Haarnoja, T., Zhou, A., Abbeel, P., & Levine, S. (2018). Soft Actor-Critic: Off-Policy Maximum Entropy Deep Reinforcement Learning with a Stochastic Actor. ICML 2018.

Haarnoja, T., Zhou, A., Hartikainen, K., Tucker, G., Ha, S., Tan, J., Kumar, V., Zhu, H., Gupta, A., Abbeel, P., & Levine, S. (2019). Soft Actor-Critic Algorithms and Applications. arXiv:1812.05905.

Ziebart, B.D. (2010). Modeling Purposeful Adaptive Behavior with the Principle of Maximum Causal Entropy.
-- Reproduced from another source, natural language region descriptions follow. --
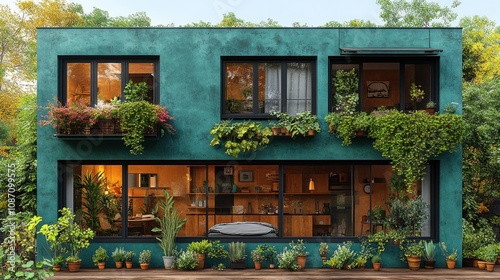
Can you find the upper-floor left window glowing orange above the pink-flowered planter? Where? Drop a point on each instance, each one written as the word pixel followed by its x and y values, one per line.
pixel 100 80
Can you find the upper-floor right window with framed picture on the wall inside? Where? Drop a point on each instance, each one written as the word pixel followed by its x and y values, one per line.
pixel 388 81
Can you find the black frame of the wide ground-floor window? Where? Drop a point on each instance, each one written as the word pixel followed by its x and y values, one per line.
pixel 62 202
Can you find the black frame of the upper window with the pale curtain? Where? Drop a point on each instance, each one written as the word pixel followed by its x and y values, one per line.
pixel 283 60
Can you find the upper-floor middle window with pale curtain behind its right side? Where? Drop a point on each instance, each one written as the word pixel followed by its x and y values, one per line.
pixel 261 86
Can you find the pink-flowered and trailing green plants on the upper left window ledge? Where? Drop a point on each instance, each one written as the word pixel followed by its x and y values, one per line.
pixel 132 119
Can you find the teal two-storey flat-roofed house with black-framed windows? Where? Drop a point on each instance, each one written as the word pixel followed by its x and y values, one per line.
pixel 205 75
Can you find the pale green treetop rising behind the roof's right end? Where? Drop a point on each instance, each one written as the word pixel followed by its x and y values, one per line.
pixel 416 13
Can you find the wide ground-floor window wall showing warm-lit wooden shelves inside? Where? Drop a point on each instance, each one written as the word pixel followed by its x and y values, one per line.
pixel 298 200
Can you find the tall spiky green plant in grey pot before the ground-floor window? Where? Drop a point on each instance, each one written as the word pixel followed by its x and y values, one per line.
pixel 170 223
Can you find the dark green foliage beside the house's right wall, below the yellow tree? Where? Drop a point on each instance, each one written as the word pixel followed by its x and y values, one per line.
pixel 481 147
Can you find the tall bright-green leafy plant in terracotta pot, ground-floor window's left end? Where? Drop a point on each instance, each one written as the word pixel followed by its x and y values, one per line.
pixel 76 238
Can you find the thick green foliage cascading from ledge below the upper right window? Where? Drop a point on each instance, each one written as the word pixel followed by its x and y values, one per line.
pixel 410 140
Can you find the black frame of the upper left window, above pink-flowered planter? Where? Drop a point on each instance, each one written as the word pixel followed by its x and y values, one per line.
pixel 94 61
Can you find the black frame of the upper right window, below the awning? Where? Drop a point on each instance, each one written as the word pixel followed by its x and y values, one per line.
pixel 433 61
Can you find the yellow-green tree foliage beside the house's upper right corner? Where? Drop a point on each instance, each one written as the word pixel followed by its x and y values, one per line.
pixel 480 49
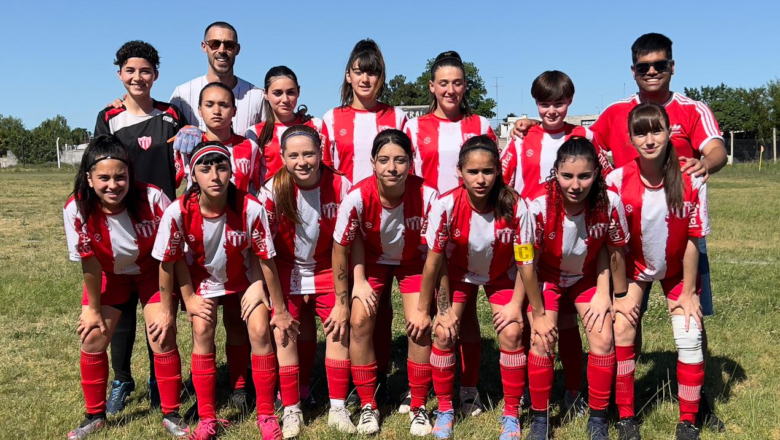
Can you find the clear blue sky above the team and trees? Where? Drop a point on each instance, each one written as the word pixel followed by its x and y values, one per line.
pixel 59 54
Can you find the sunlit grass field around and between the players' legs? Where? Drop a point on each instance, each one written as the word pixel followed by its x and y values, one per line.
pixel 40 396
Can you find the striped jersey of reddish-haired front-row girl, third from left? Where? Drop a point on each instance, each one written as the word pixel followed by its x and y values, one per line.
pixel 304 250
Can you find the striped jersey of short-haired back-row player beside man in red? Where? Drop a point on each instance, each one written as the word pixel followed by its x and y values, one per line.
pixel 527 163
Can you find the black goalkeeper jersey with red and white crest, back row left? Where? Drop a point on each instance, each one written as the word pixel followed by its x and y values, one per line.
pixel 146 140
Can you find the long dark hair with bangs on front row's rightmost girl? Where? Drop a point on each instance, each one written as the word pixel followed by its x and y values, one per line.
pixel 649 117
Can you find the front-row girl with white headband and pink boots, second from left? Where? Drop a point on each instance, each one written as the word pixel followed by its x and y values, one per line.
pixel 225 231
PhD thesis, Carnegie Mellon University.

Fujimoto, S., van Hoof, H., & Meger, D. (2018). Addressing Function Approximation Error in Actor-Critic Methods. ICML 2018.

Kingma, D.P. & Welling, M. (2014). Auto-Encoding Variational Bayes. ICLR 2014. (Reparameterization trick origin.)

Schulman, J., Wolski, F., Dhariwal, P., Radford, A., & Klimov, O. (2017). Proximal Policy Optimization Algorithms. arXiv:1707.06347.